Mémoire : pénurie jusqu’à fin 2030, des puces SK hynix en partie « Made in USA »
Aux États-Unis, une usine SK hynix va ouvrir d’ici deux ans afin de produire des puces de mémoire HBM « Made in USA »… du moins en partie. Dans le même temps, le patron de l’entreprise indique que la pénurie de puces devrait finalement durer jusqu’à fin 2030.
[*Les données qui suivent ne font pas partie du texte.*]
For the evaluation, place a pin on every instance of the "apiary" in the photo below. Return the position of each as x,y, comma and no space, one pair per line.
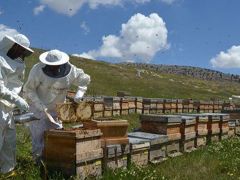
73,152
115,156
167,125
139,151
188,133
158,145
114,131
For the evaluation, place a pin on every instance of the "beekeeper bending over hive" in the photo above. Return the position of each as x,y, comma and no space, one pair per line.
12,53
46,86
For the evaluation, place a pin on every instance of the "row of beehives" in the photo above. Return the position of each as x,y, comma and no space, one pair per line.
94,107
86,153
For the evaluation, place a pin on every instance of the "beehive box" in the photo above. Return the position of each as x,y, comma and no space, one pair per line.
153,106
174,106
162,124
179,106
131,105
73,152
232,128
98,107
84,110
158,145
124,106
160,106
115,156
108,106
224,127
146,105
213,127
188,134
116,106
167,106
114,131
66,112
201,128
139,151
139,105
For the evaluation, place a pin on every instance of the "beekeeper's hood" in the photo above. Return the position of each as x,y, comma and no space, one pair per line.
54,57
7,42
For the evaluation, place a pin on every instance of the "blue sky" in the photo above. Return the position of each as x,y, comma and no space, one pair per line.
203,33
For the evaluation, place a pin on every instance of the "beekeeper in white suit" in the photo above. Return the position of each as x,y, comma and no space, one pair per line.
12,53
46,86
SK hynix est l'un des trois principaux fabricants mondiaux de mémoires vives (RAM) et de puces HBM (High Bandwidth Memory), des composants électroniques essentiels pour les ordinateurs et les serveurs. Ces puces sont particulièrement recherchées depuis l'essor de l'intelligence artificielle (IA) générative, qui nécessite des calculs massifs et une mémoire très rapide. En 2026, SK hynix domine ce marché avec deux concurrents majeurs : Micron et Samsung. L'entreprise sud-coréenne profite de cette demande croissante pour les puces HBM, utilisées notamment dans les GPU (processeurs graphiques) et les serveurs dédiés à l'IA.
Le patron de SK hynix a annoncé que la pénurie de puces HBM ne devrait pas s'atténuer avant fin 2030. Cette situation s'explique par l'explosion des besoins en mémoire vive, liée à l'adoption massive de l'IA générative dans divers secteurs (cloud, data centers, etc.). Les coûts de ces puces ont fortement augmenté en raison de cette tension sur l'offre. Les trois acteurs du marché (SK hynix, Micron, Samsung) en profitent pour augmenter leurs marges, malgré les critiques sur leur gestion de la production. Intel, un ancien acteur du secteur, pourrait revenir sur ce marché après avoir revendu une partie de ses activités à SK hynix il y a quatre ans.
Pour tenter de réduire sa dépendance aux fabrications asiatiques, SK hynix prévoit d'ouvrir une usine aux États-Unis d'ici deux ans (soit vers 2028). Cependant, cette usine ne produira pas des puces de A à Z : elle se concentrera sur l'assemblage final des composants, tandis que la fabrication des wafers (plaques de silicium servant de base aux puces) restera en Corée du Sud. Cette stratégie permet à SK hynix de bénéficier des subventions américaines pour une production locale, tout en maintenant une partie de sa chaîne de valeur en Asie, où les coûts sont moins élevés.
Cette annonce s'inscrit dans une logique de **relocalisation partielle** de la production, encouragée par les États-Unis pour réduire leur dépendance à l'Asie, notamment à la Chine et à Taïwan. Cependant, les commentaires des lecteurs soulignent que cette usine américaine ne changera pas fondamentalement la donne : elle ne produira pas de wafers, et son impact sur les prix ou les volumes restera limité. Certains y voient une stratégie politique plutôt qu'une solution industrielle, avec des aides publiques pour des produits estampillés *« Made in USA »*. L'Europe, quant à elle, pourrait être pénalisée par sa dépendance aux fabricants asiatiques ou américains.